Albert con acento en la a, no en la e. Es norteamericano y se casó hace una semana con Miguel, que es medio sevillano, medio cordobés y hasta un poco vasco. El convite fue en el hotel Alfonso XIII de Sevilla, cuya clientela preferentemente millonaria detectaría, alarmada, en apenas unas décimas de segundo que aquel plebeyo gentío que se movía como Pedro por su casa en el patio central de su hotel durante los prolegómenos del banquete no era de los suyos, aunque no fuera peor, ciertamente, su paladar gastronómico, como ponía de manifiesto al apurar los platos de Sánchez Romero Carvajal, que, por imponderables logísticos, ese día ganó en desigual batalla la partida a los insuperables ibéricos del Valle de los Pedroches.

Debían decirse los ricachones alojados en el gran hotel lo que aquel distinguido parroquiano venido a menos que, sentado en su terraza de toda la vida, observaba con resentimiento a una familia de clase media devorar docena y media de gamba roja de Garrucha: “¡Qué asco de tiempos: hasta los pobres viven ya mejor que uno!”.

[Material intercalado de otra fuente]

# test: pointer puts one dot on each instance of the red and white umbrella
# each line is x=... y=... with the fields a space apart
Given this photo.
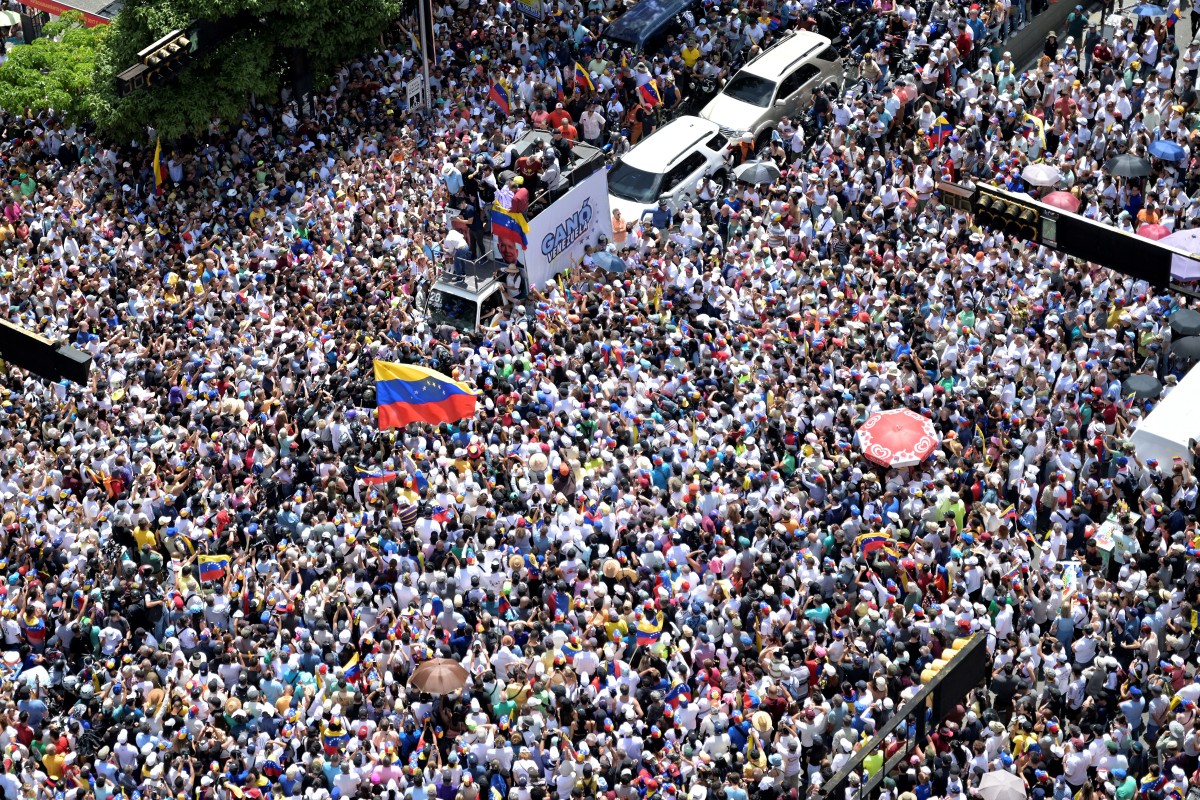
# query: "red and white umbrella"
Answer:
x=1153 y=230
x=898 y=438
x=1065 y=200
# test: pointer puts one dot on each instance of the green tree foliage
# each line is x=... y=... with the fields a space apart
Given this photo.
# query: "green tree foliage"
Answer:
x=219 y=84
x=55 y=71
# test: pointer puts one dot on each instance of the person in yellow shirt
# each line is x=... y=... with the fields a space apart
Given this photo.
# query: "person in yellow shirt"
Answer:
x=616 y=623
x=143 y=535
x=53 y=762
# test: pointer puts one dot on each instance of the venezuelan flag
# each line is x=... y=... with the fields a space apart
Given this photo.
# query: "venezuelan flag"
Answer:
x=408 y=515
x=870 y=542
x=353 y=668
x=559 y=603
x=678 y=693
x=1035 y=127
x=499 y=95
x=582 y=78
x=940 y=132
x=509 y=226
x=406 y=394
x=649 y=94
x=160 y=172
x=375 y=476
x=213 y=567
x=649 y=631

Ese sábado 21 de mayo, deambulada con libertad y desahogo por los salones pintureros del Alfonso XIII la misma Andalucía modesta, liberalota y peatonal que hace apenas unas décadas, pongamos que hacia los 80, habría llamado loco a alguien que le hubiera augurado que en el transcurso de 25, 30, 40 años ella, sí, sí, ella iba a asistir a dos acontecimientos históricos, cada uno a su manera: uno, comer y beber por todo lo alto en el mejor hotel de Sevilla como marquesones que nunca han dado un palo al agua y dos, asistir al enlace matrimonial de dos muchachos prósperos y bien plantados a quienes su condición de homosexuales seguro que les habrá dado más de un disgusto y más de dos, pero tales disgustos apenas habrán sido un pálido reflejo del sufrimiento, la infelicidad y la desdicha que les habría causado amarse en la España de hace no 200 o 300 años, sino 25, 30, 40.

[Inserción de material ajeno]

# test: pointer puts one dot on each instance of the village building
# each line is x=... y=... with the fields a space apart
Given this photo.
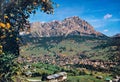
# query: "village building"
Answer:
x=57 y=77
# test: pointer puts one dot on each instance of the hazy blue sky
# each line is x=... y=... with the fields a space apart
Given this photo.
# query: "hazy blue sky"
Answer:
x=103 y=15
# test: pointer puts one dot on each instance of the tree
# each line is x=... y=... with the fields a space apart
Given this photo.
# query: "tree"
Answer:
x=14 y=16
x=13 y=19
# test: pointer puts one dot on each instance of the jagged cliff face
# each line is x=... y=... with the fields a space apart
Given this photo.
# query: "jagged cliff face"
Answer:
x=69 y=26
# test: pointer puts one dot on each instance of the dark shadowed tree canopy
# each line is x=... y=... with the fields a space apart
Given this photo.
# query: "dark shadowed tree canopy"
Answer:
x=13 y=19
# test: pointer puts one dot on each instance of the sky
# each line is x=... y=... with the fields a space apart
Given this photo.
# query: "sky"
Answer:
x=103 y=15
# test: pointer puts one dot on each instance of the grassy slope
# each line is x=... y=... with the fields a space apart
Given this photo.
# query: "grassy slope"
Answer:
x=69 y=46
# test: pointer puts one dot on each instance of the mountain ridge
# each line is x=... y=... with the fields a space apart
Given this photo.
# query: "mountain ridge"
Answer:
x=69 y=26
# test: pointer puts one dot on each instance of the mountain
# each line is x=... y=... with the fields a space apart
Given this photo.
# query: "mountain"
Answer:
x=69 y=26
x=117 y=35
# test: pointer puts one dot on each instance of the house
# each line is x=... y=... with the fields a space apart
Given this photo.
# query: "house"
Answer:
x=57 y=77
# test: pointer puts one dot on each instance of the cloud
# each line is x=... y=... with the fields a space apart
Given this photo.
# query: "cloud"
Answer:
x=107 y=16
x=106 y=30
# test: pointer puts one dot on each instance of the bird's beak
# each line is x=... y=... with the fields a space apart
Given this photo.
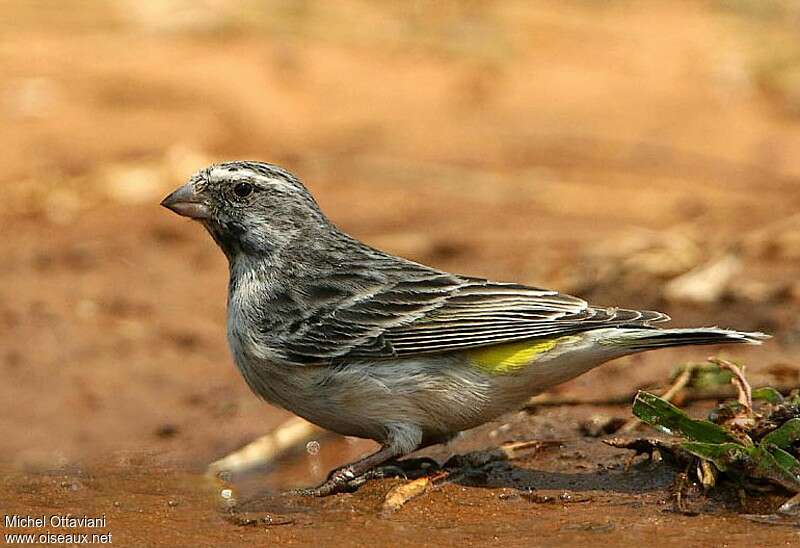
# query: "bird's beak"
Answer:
x=188 y=202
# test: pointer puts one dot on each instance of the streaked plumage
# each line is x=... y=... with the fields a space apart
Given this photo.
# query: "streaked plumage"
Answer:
x=368 y=344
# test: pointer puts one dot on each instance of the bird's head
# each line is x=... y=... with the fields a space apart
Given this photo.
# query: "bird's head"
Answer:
x=249 y=207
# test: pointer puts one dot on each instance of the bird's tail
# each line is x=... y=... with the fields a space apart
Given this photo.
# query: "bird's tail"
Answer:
x=639 y=340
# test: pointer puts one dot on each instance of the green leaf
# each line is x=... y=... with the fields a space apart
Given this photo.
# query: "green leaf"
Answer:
x=723 y=455
x=767 y=393
x=784 y=459
x=777 y=469
x=659 y=413
x=785 y=436
x=770 y=463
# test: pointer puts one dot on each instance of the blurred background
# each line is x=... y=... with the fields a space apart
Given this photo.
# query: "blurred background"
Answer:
x=642 y=154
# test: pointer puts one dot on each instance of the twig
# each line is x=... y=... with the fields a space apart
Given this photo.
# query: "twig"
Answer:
x=745 y=393
x=679 y=384
x=267 y=448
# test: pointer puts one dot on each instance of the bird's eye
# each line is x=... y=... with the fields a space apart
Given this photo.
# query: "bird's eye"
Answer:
x=243 y=190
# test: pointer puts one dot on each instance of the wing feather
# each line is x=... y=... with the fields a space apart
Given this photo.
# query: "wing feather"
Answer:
x=428 y=311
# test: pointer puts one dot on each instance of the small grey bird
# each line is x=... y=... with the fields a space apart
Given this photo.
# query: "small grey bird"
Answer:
x=370 y=345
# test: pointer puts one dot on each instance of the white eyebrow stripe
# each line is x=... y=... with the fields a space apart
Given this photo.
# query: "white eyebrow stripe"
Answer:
x=244 y=174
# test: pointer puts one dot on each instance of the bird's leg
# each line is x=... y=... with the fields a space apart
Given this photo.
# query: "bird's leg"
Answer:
x=401 y=439
x=339 y=479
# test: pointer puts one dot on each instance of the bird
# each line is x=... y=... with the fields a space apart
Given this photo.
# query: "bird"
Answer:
x=367 y=344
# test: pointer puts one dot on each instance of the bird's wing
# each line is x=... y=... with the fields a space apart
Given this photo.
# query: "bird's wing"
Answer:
x=439 y=312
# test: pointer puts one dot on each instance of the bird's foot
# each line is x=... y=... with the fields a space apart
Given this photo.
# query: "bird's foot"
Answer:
x=344 y=480
x=338 y=482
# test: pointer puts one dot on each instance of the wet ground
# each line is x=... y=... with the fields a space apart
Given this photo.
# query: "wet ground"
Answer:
x=602 y=151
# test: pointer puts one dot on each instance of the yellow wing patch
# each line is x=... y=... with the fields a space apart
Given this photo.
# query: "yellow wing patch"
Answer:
x=507 y=358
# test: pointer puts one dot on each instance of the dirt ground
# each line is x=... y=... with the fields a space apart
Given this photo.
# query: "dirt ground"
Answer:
x=605 y=149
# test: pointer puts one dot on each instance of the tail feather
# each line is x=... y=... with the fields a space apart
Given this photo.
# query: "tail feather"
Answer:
x=647 y=339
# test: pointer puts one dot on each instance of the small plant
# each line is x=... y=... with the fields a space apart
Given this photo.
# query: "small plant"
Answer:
x=755 y=446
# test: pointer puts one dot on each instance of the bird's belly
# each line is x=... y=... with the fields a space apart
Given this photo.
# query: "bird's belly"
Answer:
x=440 y=395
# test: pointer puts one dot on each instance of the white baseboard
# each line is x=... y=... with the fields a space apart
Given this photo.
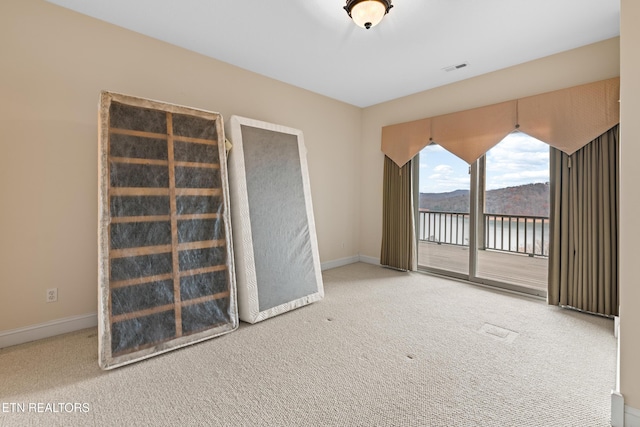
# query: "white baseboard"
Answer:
x=75 y=323
x=631 y=416
x=369 y=260
x=47 y=329
x=339 y=262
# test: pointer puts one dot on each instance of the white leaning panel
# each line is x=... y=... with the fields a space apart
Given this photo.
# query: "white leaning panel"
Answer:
x=274 y=235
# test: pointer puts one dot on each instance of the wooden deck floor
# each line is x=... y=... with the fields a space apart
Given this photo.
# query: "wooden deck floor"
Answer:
x=521 y=270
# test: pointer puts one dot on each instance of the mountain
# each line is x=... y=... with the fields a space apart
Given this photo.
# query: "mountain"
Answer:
x=527 y=200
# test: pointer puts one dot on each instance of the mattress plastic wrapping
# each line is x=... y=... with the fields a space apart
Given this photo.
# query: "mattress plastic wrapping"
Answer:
x=166 y=272
x=275 y=245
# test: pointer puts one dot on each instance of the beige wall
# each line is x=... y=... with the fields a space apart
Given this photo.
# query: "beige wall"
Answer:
x=54 y=64
x=629 y=372
x=587 y=64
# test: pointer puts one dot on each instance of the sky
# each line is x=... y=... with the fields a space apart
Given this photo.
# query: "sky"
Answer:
x=518 y=159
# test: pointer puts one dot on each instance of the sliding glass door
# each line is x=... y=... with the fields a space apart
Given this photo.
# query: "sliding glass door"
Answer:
x=443 y=212
x=488 y=222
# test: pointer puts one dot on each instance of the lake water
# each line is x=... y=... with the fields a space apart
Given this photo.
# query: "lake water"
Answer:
x=519 y=235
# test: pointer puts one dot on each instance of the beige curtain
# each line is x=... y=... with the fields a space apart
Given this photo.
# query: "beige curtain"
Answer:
x=566 y=119
x=583 y=252
x=398 y=235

El 21 de mayo de 2022 pululaba en el Alfonso XIII una España a la que, como dijo el otro, no habría conocido ni la madre que la parió. Habría, cómo no, entre los comensales, simpatizantes de todas las ideologías, aunque quizá con mayor presencia de gente de izquierdas porque en el pueblo originario de la familia del novio andaluz el rojerío es legión; aun así, a ninguno de esos invitados, ni siquiera al más torvo y conservador de ellos, parece que le disgustara, le incomodara o le escandalizara asistir a la ceremonia civil de dos hombres contrayendo matrimonio. Ceremonia civil, pero mucho más que eso: también ceremonia civilizada, también rito de la igualdad, emblema de la tolerancia, encarnación de la concordia y enseña de la libertad.

La ley del matrimonio homosexual que impulsó en 2005 el presidente José Luis Rodríguez Zapatero inauguró una nueva normalidad en el país. Contribuyó decisivamente a hacer de este país otro país. Ciertas leyes, como les ocurre a esas palabras que los lingüistas llaman performativas, tienen la cualidad de fundar una nueva realidad por el mero hecho de ser promulgadas.

Y como apenas faltan tres semanas para las elecciones andaluzas, cómo no advertir al improbable lector que los bárbaros acechan a la vuelta de la esquina. La España de cerrado y sacristía no se da por vencida. La ultraderecha y su ‘farsa monea’ Macarena de Graná pueden asentar sus reales en el palacio de San Telmo: cientos de miles de andaluces están dispuestos a votarlos el 19 de junio. Creen de buena fe que es bueno para Andalucía que Vox esté en el Gobierno.

Seguro que a muchos de esos votantes no les disgustan, les incomodan o les escandalizan las bodas entre personas del mismo sexo, pero muy probablemente no sean conscientes de que su voto libremente depositado en la urna es un voto contra la libertad, un voto contra la tolerancia, contra la concordia y contra la igualdad. Es un voto contra la civilización y es también, y he aquí lo más imperdonable, un voto contra la felicidad.

Ese voto a la extrema derecha es una impugnación de Albert, una impugnación de Miguel, una impugnación de sus familias y de sus amigos y una impugnación, en fin, de tantos hombres y mujeres a quienes Abascal, Olona y los suyos quieren imponer su concepción moral de la sociedad, como la impuso la España victoriosa del 39: la España de Franco dictó a sangre y fuego qué estaba bien y qué estaba mal; la España de Abascal, como la Hungría de Orbán, quiere hacerlo derogando leyes y arrasando instituciones cuyo único pecado es haber hecho más libres y felices a los habitantes de esa misma nación que los bárbaros salvapatrias tanto dicen amar.